Appreciate of course - risks - but that is the name of the game... surely.

All other assets available for whatever deals could be done etc)

ayatollahhighrollah
16/11/2021
10:34
thanks for the clarifications everyone. much appreciated.
ayatollahhighrollah
16/11/2021
09:57
The company isnt allowed to produce any additional gas to surface as a result of reaching the bubble point. Its very clear in the 17th Jun 2021 RNS.

"In line with the FDPA, the Company will ensure that no incremental liberated gas is produced to surface and commits to choking back or shutting in any well which may produce incremental gas liberated due to below bubble point production."

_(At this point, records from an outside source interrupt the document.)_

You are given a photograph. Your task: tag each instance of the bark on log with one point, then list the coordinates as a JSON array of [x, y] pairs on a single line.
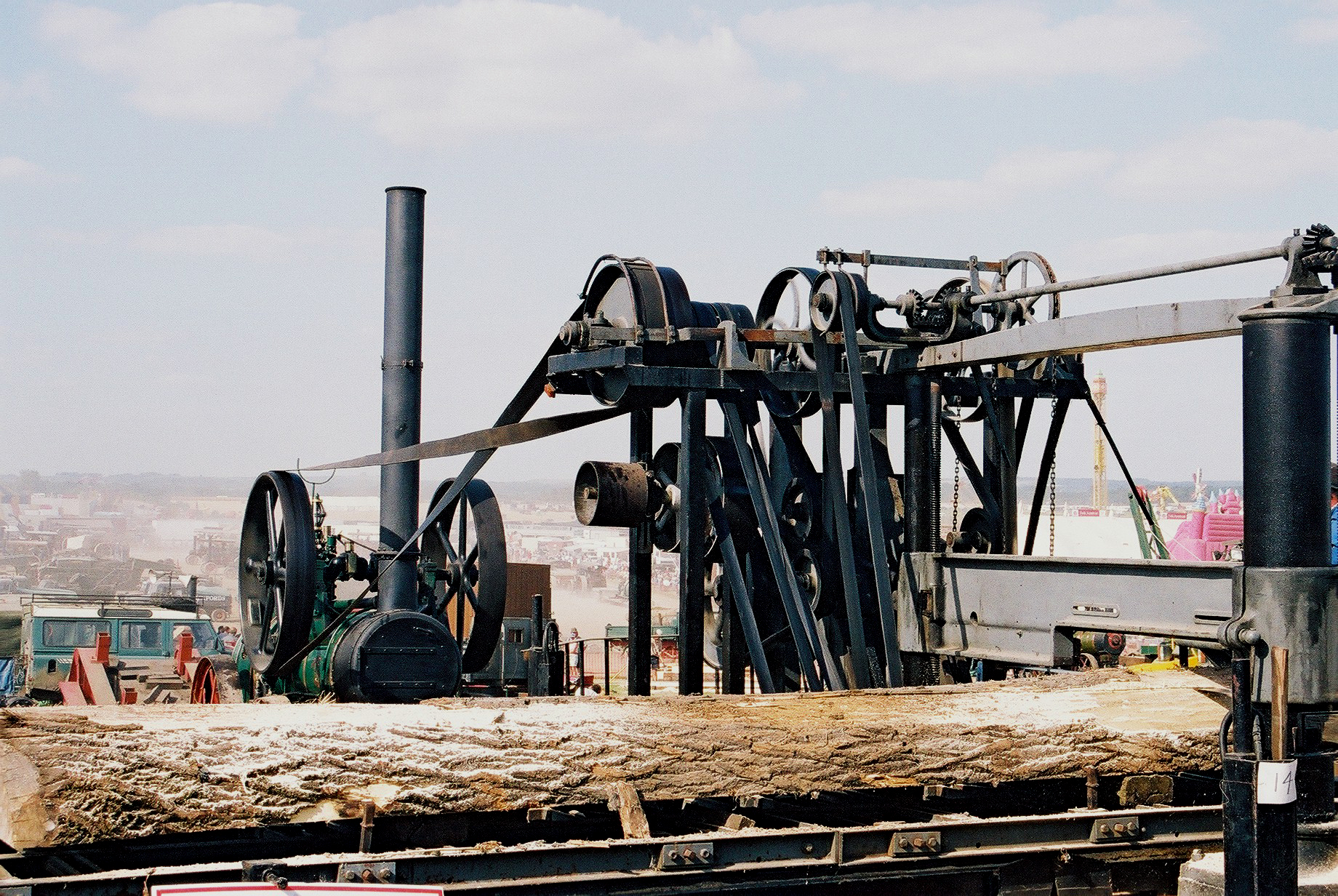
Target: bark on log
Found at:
[[78, 775]]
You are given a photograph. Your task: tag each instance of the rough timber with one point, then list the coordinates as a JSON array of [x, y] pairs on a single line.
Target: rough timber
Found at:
[[108, 773]]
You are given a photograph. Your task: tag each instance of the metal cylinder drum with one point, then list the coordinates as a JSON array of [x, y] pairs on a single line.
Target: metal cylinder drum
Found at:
[[393, 657], [401, 388], [1286, 441], [614, 494]]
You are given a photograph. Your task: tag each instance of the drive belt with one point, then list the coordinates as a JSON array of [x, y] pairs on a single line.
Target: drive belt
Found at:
[[489, 439], [511, 415]]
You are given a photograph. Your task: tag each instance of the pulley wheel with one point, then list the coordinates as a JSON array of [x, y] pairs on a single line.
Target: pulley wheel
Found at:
[[1016, 271], [276, 577], [785, 307], [630, 293], [468, 543], [216, 681]]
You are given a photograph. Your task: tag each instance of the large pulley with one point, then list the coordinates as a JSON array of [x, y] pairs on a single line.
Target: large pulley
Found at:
[[276, 580], [633, 295], [468, 542], [785, 307]]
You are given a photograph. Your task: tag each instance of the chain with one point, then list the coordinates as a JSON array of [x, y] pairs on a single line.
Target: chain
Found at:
[[1054, 406], [957, 489]]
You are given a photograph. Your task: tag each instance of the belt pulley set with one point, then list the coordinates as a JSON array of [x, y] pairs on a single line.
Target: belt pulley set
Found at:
[[802, 556]]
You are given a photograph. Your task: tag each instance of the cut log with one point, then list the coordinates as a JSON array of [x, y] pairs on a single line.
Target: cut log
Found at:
[[81, 775]]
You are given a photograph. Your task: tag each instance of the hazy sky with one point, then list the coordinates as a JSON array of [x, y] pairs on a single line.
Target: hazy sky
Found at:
[[192, 201]]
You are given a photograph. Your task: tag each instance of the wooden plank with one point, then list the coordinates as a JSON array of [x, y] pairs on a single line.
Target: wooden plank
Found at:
[[79, 775]]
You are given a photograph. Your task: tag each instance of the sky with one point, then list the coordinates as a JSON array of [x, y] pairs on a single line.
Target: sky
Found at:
[[192, 207]]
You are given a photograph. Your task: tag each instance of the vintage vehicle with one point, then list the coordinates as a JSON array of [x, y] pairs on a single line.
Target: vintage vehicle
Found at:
[[51, 626]]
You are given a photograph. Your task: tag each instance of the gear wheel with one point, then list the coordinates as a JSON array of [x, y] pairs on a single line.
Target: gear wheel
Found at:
[[1318, 250]]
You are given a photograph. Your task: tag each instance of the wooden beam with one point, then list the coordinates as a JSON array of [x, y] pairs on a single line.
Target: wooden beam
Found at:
[[82, 775]]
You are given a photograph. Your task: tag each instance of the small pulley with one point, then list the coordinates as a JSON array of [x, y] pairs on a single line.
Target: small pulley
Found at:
[[723, 460], [1013, 274], [468, 542], [276, 575]]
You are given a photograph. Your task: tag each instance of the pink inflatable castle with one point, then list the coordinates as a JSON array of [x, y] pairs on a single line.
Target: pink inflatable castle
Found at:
[[1209, 531]]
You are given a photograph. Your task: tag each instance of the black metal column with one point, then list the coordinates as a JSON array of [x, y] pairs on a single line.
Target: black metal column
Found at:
[[1286, 407], [916, 495], [692, 540], [401, 390], [1000, 473], [638, 572], [1286, 441]]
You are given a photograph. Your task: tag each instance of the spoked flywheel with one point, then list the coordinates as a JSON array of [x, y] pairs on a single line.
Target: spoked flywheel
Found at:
[[468, 543], [276, 580]]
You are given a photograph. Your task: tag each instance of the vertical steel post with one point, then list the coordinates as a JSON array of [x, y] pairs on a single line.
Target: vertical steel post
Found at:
[[638, 572], [1286, 448], [916, 495], [1001, 473], [538, 660], [1286, 441], [401, 390], [692, 540]]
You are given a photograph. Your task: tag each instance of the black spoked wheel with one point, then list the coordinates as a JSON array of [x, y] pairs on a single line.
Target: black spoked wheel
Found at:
[[276, 580], [468, 543]]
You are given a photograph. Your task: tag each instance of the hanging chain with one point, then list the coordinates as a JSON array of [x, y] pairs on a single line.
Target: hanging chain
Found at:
[[957, 489], [1054, 404]]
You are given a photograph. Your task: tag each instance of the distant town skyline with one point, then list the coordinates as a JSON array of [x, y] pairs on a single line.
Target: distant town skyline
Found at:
[[192, 196]]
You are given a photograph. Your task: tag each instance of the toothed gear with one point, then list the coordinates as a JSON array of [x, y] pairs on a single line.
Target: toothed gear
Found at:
[[1323, 261], [1313, 240], [1317, 249]]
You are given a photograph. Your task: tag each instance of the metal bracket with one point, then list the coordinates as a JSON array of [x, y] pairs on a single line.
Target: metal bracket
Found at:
[[916, 843], [732, 353], [678, 856], [267, 871], [366, 872], [1116, 828]]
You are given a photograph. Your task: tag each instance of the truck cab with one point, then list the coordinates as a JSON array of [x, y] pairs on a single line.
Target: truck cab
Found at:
[[143, 639]]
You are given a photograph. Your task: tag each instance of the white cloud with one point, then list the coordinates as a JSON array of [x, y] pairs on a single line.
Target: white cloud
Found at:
[[1148, 249], [220, 62], [431, 75], [15, 169], [1013, 175], [1315, 31], [253, 242], [1229, 157], [31, 86], [984, 41]]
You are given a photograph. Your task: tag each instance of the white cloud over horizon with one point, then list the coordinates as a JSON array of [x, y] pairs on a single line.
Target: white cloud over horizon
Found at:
[[1229, 156], [431, 75], [977, 41], [425, 75], [224, 63], [14, 169]]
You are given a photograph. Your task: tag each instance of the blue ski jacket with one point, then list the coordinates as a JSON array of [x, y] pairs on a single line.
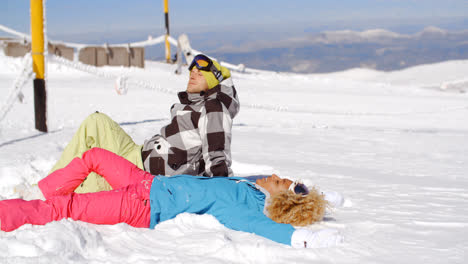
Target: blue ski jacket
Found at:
[[235, 202]]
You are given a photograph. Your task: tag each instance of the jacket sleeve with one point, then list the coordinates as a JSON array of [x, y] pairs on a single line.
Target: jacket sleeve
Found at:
[[241, 218], [215, 126]]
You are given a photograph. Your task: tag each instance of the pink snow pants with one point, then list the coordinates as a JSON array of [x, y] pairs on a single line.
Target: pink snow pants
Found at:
[[127, 203]]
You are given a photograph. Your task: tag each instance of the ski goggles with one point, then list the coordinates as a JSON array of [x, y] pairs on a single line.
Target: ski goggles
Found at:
[[298, 187], [203, 63]]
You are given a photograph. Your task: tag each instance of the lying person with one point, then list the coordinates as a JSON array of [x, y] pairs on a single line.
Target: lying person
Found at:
[[268, 207]]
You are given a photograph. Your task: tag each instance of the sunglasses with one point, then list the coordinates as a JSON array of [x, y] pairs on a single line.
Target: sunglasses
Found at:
[[203, 63], [298, 187]]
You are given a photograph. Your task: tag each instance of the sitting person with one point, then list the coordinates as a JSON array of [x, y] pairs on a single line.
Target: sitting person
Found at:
[[197, 141], [268, 207]]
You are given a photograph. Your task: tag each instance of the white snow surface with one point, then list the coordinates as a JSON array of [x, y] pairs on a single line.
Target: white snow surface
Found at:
[[393, 144]]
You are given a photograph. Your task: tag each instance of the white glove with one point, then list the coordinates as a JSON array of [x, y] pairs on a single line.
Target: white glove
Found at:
[[304, 238]]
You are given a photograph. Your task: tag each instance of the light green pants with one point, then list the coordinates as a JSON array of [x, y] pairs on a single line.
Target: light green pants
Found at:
[[98, 130]]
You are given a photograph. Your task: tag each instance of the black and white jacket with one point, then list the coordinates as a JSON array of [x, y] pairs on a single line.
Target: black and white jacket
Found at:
[[198, 139]]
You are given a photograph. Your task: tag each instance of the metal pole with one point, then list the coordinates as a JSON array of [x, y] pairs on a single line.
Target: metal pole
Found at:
[[166, 17], [37, 51]]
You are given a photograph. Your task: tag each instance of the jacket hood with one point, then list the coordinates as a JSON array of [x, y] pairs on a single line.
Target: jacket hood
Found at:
[[227, 95]]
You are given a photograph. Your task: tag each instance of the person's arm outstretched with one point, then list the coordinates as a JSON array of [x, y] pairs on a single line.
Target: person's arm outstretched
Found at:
[[215, 126]]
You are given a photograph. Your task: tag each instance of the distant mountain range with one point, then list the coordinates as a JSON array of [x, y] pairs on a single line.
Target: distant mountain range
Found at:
[[340, 50]]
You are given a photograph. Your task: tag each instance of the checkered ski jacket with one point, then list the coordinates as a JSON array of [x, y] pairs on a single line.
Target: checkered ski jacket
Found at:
[[198, 139]]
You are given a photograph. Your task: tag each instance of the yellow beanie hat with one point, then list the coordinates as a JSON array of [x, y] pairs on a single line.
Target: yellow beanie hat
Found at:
[[211, 79]]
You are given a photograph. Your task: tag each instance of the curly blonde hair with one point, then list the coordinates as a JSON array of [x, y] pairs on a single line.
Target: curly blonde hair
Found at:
[[295, 209]]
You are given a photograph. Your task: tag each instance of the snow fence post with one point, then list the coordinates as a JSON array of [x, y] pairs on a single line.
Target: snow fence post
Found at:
[[37, 52]]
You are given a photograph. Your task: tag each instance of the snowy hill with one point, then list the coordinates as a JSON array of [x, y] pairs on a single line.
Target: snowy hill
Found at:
[[394, 144]]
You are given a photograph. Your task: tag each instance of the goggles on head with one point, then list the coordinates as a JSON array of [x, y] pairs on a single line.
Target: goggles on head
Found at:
[[298, 187], [203, 63]]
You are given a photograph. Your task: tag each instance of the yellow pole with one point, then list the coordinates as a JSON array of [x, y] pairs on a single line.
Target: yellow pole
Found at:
[[37, 51], [166, 18]]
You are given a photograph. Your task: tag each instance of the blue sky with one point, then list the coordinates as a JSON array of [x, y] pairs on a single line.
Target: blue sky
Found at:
[[85, 16]]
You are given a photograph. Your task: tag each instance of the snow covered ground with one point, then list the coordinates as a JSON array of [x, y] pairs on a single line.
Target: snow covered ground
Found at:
[[394, 144]]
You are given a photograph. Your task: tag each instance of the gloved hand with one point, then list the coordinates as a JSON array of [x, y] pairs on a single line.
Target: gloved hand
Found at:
[[304, 238]]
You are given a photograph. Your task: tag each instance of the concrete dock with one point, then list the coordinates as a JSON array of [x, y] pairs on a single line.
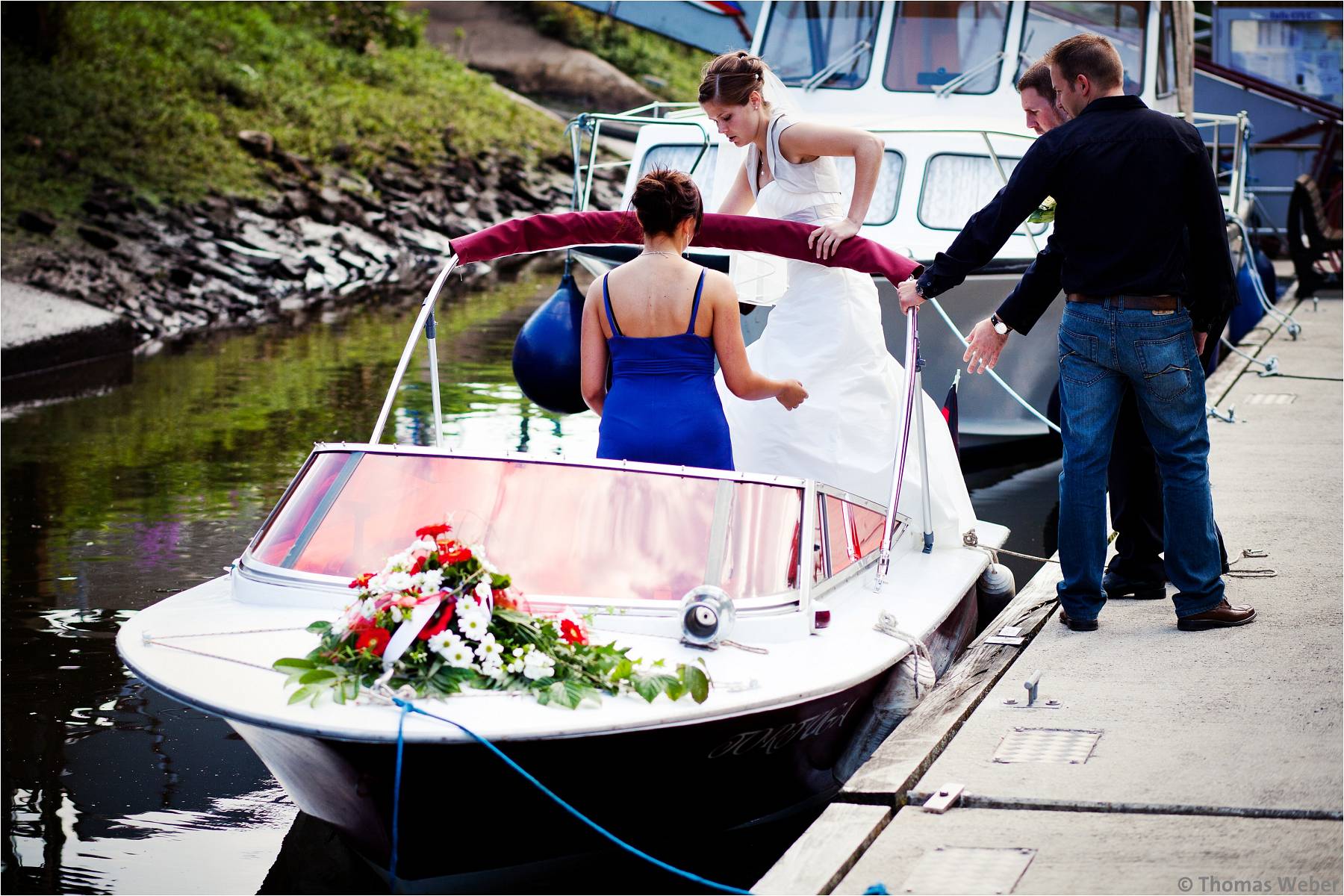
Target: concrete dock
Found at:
[[1171, 762]]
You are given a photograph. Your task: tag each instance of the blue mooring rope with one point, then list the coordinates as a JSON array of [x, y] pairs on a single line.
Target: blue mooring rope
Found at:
[[396, 797]]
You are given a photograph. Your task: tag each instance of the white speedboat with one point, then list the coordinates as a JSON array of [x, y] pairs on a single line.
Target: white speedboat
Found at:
[[937, 81], [804, 649]]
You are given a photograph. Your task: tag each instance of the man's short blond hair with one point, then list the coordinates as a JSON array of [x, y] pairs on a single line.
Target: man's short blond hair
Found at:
[[1090, 55]]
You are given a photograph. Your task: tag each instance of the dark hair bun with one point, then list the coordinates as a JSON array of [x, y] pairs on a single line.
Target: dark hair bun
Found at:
[[663, 199]]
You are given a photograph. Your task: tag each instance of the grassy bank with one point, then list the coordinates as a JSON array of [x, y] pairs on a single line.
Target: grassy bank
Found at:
[[632, 50], [154, 94]]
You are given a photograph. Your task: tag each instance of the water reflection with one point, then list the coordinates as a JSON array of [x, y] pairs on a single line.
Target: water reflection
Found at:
[[113, 500]]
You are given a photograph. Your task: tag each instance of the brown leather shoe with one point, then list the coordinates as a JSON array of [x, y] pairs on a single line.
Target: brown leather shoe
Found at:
[[1221, 617]]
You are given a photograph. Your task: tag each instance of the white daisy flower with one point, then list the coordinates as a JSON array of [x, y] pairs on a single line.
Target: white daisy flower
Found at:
[[458, 655], [490, 649], [396, 582], [473, 623], [538, 665], [440, 642]]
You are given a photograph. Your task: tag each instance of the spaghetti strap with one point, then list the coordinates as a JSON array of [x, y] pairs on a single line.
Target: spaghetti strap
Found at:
[[695, 305], [611, 317]]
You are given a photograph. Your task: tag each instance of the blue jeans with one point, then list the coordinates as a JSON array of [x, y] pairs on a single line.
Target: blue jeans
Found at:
[[1102, 347]]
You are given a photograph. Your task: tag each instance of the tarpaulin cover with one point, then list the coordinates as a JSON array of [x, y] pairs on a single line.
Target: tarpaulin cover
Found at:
[[769, 235]]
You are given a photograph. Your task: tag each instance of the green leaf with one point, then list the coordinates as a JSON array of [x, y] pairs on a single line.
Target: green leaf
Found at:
[[697, 682], [624, 669], [650, 687], [299, 696]]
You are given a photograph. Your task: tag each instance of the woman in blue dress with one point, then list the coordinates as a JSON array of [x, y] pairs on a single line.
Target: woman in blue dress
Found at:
[[662, 320]]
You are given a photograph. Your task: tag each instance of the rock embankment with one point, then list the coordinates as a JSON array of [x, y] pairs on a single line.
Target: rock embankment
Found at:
[[326, 234]]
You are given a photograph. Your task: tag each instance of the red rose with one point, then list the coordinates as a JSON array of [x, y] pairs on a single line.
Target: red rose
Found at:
[[432, 531], [573, 633], [445, 615], [453, 551], [374, 640]]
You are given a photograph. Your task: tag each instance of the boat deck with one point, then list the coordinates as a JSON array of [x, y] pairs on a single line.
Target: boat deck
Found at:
[[1176, 762]]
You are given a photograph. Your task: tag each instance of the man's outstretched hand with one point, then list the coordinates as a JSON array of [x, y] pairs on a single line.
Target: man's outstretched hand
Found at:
[[910, 297], [983, 347]]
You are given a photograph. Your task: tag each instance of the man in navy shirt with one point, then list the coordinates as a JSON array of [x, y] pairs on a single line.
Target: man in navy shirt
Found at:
[[1137, 208], [1133, 480]]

hxxps://investegate.co.uk/hurricane-energy-plc--hur-/rns/lancaster-field-development-plan-addendum-approval/202106170700081689C/

easybrent
16/11/2021
09:32
kooba, I agree they are going hell for leather to try and get the capital to pay back the bonds
ngms27
16/11/2021
09:31
They are already flaring during production. The OGA will set strict limits on the volume of gas allowed to be flared should bubble point produce more gas. This means that they would have to peg back production if required to stay within the limits.
ngms27
16/11/2021
09:27
"This approval, whilst not having any immediate impact on the reservoir performance of the Lancaster field, will assist with longer-term reservoir management, enabling us to optimise the field's performance."Approval now, while we still have some months before we reach bubble point, will allow both us and the OGA to establish baseline performance and to test the three-month approval process".https://www.offshore-energy.biz/hurricane-gets-approval-for-lancaster-field-development-plan-addendum/
kooba
16/11/2021
09:22
I don't see it as that bad ..the increased production but increased water cut may well be that the company is maximising production ( less throttle back?) while prices are attractive and looking at amassing the necessary readies to wave goodbye to the bondholders...its what i would be doing.Maybe they have put their foot on the accelerator for now not the brakes?